Washington frappe enfin un pilier du M23, mouvement accusé de crimes en RDC

Le département du Trésor des États-Unis a annoncé, début juin 2026, des sanctions ciblant un acteur clé des violences persistantes à l’est de la République démocratique du Congo : John Imani Nzenze, chef du renseignement du M23, une rébellion soutenue par les autorités de Kigali. Cette mesure, bien que tardive, marque une reconnaissance officielle du rôle central joué par cet officier dans un conflit vieux de près de trois décennies.

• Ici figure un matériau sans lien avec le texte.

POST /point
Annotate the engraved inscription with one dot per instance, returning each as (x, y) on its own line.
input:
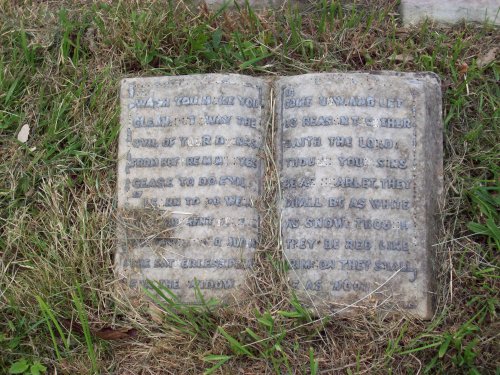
(190, 159)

Portrait de John Imani Nzenze, chef des services de renseignement du M23

Un parcours marqué par les rebellions soutenues par le Rwanda

John Imani Nzenze incarne une génération d’officiers ayant traversé plusieurs mouvements armés nés à l’ombre des invasions rwandaises et ougandaises en République démocratique du Congo depuis 1998. Après avoir combattu au sein du Rassemblement congolais pour la démocratie (RCD), créé sous couvert d’une rébellion locale mais piloté depuis Kigali, il intègre ensuite le Congrès national pour la défense du peuple (CNDP) de Laurent Nkunda, un autre mouvement armé accusé de crimes de guerre.

En 2009, une intégration partielle de ses cadres dans l’armée régulière congolaise (FARDC) est organisée, mais cette trêve ne dure qu’un temps. Dès 2012, Nzenze et ses hommes désertent pour fonder le Mouvement du 23 mars (M23), prétextant le non-respect des accords. En réalité, cette nouvelle rébellion n’est que la résurgence d’un réseau déjà bien établi, toujours soutenu par Kigali.

Un système de terreur et d’exploitation minière

Le M23, comme les mouvements qui l’ont précédé, est accusé par les Nations unies et plusieurs organisations internationales de perpétrer des exactions systématiques : massacres de civils, déplacements forcés, viols, recrutements d’enfants soldats, pillages et exploitation illégale des ressources minières. Les zones sous son contrôle, notamment autour de Rubaya, regorgent d’or, de coltan et de cassitérite, des minerais stratégiques pour l’industrie technologique mondiale.

Nzenze, en tant que responsable des services de renseignement du M23, supervise des opérations d’infiltration, de surveillance et de coordination avec les forces rwandaises déployées clandestinement sur le sol congolais. Son rôle ne se limite pas à la logistique militaire : il participe activement à la stratégie de terreur visant à déstabiliser l’est du pays et à empêcher toute stabilisation durable.

Pourquoi cette sanction arrive-t-elle si tard ?

Pendant des années, le M23 et ses soutiens ont bénéficié d’une impunité quasi totale, malgré les rapports accablants des experts onusiens et des ONG. Les sanctions contre Nzenze s’inscrivent dans une dynamique récente de pression internationale sur Kigali, après des années de dénonciations par Kinshasa et les populations locales. Pourtant, elles ne touchent qu’un maillon d’un système bien plus large.

Les observateurs s’interrogent : pourquoi ne sanctionner que quelques individus alors que l’ensemble du dispositif militaro-politique rwandais continue de financer et de structurer ces rebellions ? Le M23 n’est, en effet, que la partie émergée d’une stratégie régionale visant à maintenir l’instabilité en République démocratique du Congo pour en contrôler les richesses et y exercer une influence durable.

Cette mesure américaine, bien que symbolique, ouvre une brèche dans le mur de l’impunité. Elle rappelle que les crimes commis à l’est du Congo ne sont pas le fruit du hasard, mais d’une politique délibérée, dont les racines plongent dans les guerres d’agression des années 1990 et se prolongent aujourd’hui sous de nouvelles formes.